By Gwen Rockwood, newspaper columnist and mama of 3
Today was the strangest kind of sad day. My mother called early this morning to tell me the news I’ve known for months now would surely come – my great Aunt Eunice had passed away during the night.
When you know a death is close at hand, the news of it hits you a little differently. My aunt was an incredible 105-years-old. She lived independently in a little house in the country for 103 of those years. But the last two years brought a decline in her health and her vision, so she moved into a nursing home. About a week ago, she fell and broke her hip, and we all knew that fall would likely lead to the end.
All day I’ve been wondering why tears haven’t come for me yet. I know they’re in there, and they’re coming. But not today. When I heard the news, I immediately remembered the prayer I said for her last night as I was waiting to fall asleep. I prayed she would not be in pain from that broken hip, that she would not feel afraid and that she would feel peaceful. And her passing brought answers to all three of those requests. I felt an odd sense of relief that she was now free of all the physical sufferings that weighed her down these past few months.
Mingled with the relief is a sense of thankfulness. My family has experienced a death before that was sudden and jarring – the kind of shock that sucks the breath out of you and leaves you devastated and robbed. But this wasn’t like that. Aunt Eunice had a long, wonderful life full of great stories and great love, and we got to be a part of that life for as long as possible. There is no anger, no regret and no “if only.”

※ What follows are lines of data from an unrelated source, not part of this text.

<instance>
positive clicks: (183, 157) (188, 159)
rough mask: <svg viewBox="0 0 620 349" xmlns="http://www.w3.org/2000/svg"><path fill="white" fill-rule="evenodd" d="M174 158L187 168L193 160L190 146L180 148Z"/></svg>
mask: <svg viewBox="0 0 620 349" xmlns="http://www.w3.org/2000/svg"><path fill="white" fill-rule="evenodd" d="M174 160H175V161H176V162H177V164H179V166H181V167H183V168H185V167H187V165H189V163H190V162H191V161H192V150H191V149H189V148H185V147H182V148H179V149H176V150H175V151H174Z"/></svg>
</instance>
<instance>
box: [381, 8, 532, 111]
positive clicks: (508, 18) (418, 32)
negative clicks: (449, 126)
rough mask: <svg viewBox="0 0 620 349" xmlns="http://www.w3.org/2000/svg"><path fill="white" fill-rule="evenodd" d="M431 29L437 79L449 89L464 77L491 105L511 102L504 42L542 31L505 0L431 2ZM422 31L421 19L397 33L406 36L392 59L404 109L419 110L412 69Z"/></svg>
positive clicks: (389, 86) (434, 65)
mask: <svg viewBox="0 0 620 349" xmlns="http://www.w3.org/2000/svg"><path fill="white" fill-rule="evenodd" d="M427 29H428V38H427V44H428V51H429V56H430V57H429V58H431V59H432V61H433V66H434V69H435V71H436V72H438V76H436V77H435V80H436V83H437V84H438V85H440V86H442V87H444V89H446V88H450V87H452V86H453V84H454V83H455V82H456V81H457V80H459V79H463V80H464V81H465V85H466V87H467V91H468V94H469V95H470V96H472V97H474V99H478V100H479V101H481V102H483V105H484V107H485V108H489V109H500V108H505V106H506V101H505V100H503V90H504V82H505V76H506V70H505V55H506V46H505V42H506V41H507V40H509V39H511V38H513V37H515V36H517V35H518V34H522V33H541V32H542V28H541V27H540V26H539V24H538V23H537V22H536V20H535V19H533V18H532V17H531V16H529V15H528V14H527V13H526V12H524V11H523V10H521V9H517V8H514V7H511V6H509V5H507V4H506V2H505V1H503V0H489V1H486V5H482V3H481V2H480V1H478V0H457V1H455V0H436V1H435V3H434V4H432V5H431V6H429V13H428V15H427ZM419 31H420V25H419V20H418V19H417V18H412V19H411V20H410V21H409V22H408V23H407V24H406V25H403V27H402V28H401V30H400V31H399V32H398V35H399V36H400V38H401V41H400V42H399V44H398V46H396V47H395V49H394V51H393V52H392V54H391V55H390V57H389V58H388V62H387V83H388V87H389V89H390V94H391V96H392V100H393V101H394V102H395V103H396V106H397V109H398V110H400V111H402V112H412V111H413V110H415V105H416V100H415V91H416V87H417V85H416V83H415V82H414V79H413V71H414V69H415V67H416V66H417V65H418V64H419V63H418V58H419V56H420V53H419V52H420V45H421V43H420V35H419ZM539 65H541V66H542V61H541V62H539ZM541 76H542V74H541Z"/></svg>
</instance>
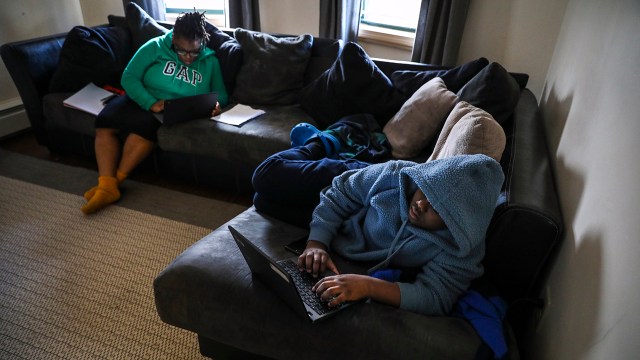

I imagine the tears will probably come in a few days at her funeral. When I walk into the small country church where she attended for so many decades and see that she’s not sitting in one of the pews, the loss will be real. Selfishly, I will wish for one more visit with her, for one more dinner around her kitchen table, for one more Christmas at her little house in the country.
There are no new moments to have with her, but there are so many of them to remember. After her husband died, Aunt Eunice lived with my grandmother for many years, so I always thought of her as my bonus grandma. I spent nearly every Sunday afternoon of my childhood with her. I’d follow her out to the chicken coop to collect the eggs and then skip along beside her as she went out to feed dinner scraps to all the stray cats that wandered up to her house to find a meal. During the summers, she showed me how to walk through her huge garden without squashing any of the vegetables nestled on the rows, and in the winters she showed me how to crochet blankets from colorful bundles of yarn.
One of my favorite memories is of the time she taught me a “word game” that I always thought she had made up just to entertain me. I was probably 9 or 10 at the time, and I’d sit with her for hours playing with sentences she wrote out for me. A few years later in school, I realized that the “game” she’d taught me was actually complex sentence diagramming. Aunt Eunice was a pro at it, and her love of words rubbed off on me. She taught me that words and language and writing could be fun.
For that memory and so many others she left me with, I am grateful. This is a sad day, but I can’t help but feel happy that I got to be part of her life. She was warm and gracious, and she was also strong, smart and incredibly kind. The tears will certainly come because even 105 years aren’t enough with someone like her. But I know this for certain. She is part of me – now and forever – and, for that, I am blessed.